James Pepper, with the Department of State’s Attorneys and Sheriffs, said the work group has been studying a child welfare mediation program in Arizona. According to Pepper, of the 1,100 families that participated in the mediation program in one county in that state, 85% to 90% resolved their cases outside of court.

"It’s family-centric, family-led, it’s therapeutic," Pepper said, "and ultimately less traumatic for the children involved."

Pepper said the program has also saved Arizona millions of dollars in its court system.

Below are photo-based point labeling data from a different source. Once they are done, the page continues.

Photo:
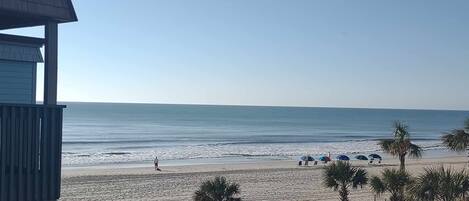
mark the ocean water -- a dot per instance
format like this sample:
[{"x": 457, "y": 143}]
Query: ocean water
[{"x": 110, "y": 134}]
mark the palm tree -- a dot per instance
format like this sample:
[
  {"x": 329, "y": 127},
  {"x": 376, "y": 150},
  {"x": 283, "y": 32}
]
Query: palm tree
[
  {"x": 441, "y": 184},
  {"x": 457, "y": 139},
  {"x": 401, "y": 145},
  {"x": 217, "y": 189},
  {"x": 341, "y": 175},
  {"x": 392, "y": 181}
]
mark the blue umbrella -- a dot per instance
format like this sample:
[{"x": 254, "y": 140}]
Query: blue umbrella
[
  {"x": 343, "y": 158},
  {"x": 373, "y": 156},
  {"x": 361, "y": 157},
  {"x": 324, "y": 158},
  {"x": 307, "y": 158}
]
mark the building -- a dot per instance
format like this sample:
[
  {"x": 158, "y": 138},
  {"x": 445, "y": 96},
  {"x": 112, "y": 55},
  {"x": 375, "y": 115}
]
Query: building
[{"x": 30, "y": 133}]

"We do think that that is a really important tool to have to try to enable some of these matters to move through the system in a more collaborative manner and hopefully have better outcomes and results." — Commissioner Ken Schatz, Department for Children and Families

Marshall Pahl, with the Office of the Defender General, said child welfare cases often lend themselves to a mediation approach.

"A lot of time there's a lot of contention that’s brought on by sort of hard feelings about how the people were treated, how the case was brought, whether or not the process seems fair to people," Pahl told lawmakers. "And those are all things that are very, very mediate-able."

Schatz said his department will also likely ask lawmakers to increase funding for a home-visitation program, which he said could help reduce the number of new child neglect cases entering the system.

"Having the ability to refer families to sustained home visiting is an approach that we believe really can make a positive constructive difference, enabling families to address some issues related to opioids, related to other challenges and barriers, that sometimes lead to abuse and neglect," Schatz said.